Living in Spain: What It’s Really Like

Posted on May 10, 2017 by

After three months in Southeast Asia, we’re now back at home in Granada, Spain. I can’t believe it’s been more than 7 years since we first moved to Spain (first Madrid, then Seville and now Granada) and I actually haven’t written anything about what’s it like to live here. I think it’s finally time to spill the beans on what it’s really like living in Spain.

What You Need to Know about Living in Spain

Living in Spain is the dream for many. Most people imagine romantic strolls on beautiful cobblestoned walkways with flamenco music playing in the background, sipping sangria at al fresco bars and watching the sun set over the sea, or wandering through thousand-year-old churches as the bells chime…

While it can be pretty dreamy, living in Spain might not always be what you imagine. Life isn’t perfect here, just as it is everywhere else. There are times when you’ll be puzzled by Spanish traditions (trust me, they have a lot!), annoyed by waiters who seem to prefer chatting with their colleagues than getting your order, or get frustrated with the crazy amount of Spanish bureaucracy.

I’m not trying to burst anyone’s bubble, but I just want to show both sides of the story.

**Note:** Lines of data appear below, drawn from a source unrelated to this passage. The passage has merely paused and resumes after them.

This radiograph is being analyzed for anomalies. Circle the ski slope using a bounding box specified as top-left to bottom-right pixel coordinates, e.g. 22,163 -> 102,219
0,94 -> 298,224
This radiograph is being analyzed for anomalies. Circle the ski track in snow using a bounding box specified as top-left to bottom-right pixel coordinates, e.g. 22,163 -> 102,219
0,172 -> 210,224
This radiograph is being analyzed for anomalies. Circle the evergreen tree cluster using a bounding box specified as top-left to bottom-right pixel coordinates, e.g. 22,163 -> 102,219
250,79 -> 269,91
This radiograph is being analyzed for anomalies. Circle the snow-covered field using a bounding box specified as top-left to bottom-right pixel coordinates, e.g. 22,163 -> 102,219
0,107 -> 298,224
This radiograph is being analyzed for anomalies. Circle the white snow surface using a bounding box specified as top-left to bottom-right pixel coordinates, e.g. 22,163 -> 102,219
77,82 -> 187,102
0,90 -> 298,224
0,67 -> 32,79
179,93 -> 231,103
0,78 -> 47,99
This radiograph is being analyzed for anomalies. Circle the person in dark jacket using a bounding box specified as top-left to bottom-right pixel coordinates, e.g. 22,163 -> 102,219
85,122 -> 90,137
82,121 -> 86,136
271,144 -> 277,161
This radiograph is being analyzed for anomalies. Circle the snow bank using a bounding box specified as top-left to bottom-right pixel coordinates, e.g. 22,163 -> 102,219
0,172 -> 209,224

For those considering moving here, here’s what you need to know about living in Spain.

Great quality of life — but not everyone gets to enjoy it.

In my past life (before becoming a travel writer), I climbed the corporate ladder, working long hours and leading the big city life — but that’s not the kind of life I want anymore. It’s precisely why Alberto and I chose to live in Granada. The quality of life here is great, with much more emphasis on living life rather than work. People work to live, not live to work.

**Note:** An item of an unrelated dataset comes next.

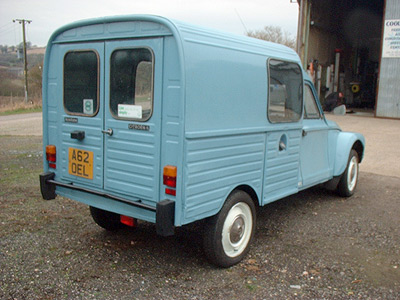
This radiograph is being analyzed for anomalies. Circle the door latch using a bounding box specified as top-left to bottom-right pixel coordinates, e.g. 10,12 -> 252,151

We try to spend as much of our time outside than at work. I set my own working hours and Alberto finishes work by 5pm everyday, so we usually have quite a lot of time to hang out with Kaleya, go to the park or meet friends in the evenings. In summer particularly, the sun doesn’t set till 10pm, so it feels as though we have extra hours in the day to have fun.

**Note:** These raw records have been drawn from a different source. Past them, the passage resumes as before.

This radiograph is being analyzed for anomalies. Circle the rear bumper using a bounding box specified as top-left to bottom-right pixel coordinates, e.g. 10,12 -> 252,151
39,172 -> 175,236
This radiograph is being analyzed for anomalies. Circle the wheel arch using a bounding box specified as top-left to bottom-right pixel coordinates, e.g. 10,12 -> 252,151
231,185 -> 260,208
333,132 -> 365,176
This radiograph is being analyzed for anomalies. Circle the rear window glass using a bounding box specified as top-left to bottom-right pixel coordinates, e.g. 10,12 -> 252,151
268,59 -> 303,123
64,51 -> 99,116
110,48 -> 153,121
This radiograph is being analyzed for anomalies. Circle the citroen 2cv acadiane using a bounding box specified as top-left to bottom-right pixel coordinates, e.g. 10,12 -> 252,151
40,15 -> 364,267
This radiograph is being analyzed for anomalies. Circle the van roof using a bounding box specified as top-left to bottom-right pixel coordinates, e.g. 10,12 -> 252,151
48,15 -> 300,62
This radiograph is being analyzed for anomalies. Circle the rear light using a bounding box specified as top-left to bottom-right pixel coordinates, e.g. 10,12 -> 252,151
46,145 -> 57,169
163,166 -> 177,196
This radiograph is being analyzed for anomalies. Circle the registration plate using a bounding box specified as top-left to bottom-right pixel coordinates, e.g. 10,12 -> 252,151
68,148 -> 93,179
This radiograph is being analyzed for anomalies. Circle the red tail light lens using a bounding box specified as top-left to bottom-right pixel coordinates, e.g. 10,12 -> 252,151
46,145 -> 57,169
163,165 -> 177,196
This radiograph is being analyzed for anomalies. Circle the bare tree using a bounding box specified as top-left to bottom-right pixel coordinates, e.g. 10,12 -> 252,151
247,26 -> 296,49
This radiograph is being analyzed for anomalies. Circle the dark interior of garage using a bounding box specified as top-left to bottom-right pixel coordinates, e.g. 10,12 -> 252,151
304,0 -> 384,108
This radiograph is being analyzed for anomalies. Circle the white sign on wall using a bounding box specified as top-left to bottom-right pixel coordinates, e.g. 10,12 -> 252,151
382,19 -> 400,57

However, not everyone is as lucky as us. Contrary to what most people think, most Spanish people actually work long hours — they have two-hour lunch breaks from 2 to 4pm (which sounds amazing, I know) BUT they end up working until 8 or 9pm everyday. That’s a long day of work and it’s much more exhausting than the usual 9-to-5 schedule. Many of our friends who work those hours complain that they don’t have any time with their kids because their kids are ready to go to bed when they get home.

And not everyone has a job here. The unemployment rate in Spain is still relatively high, at 18.75% in 2017 (compared to 4.7% in UK and 4.4% in US). Some of our friends are still jobless after months of searching, despite having university qualifications and plenty of work experience. The job market in Spain is terrible, so think twice if you’re planning to look for work in Spain.

READ MORE: GRANADA – FROM SIERRA TO SEA

living in spain

Cost of living is very low — but so are salaries.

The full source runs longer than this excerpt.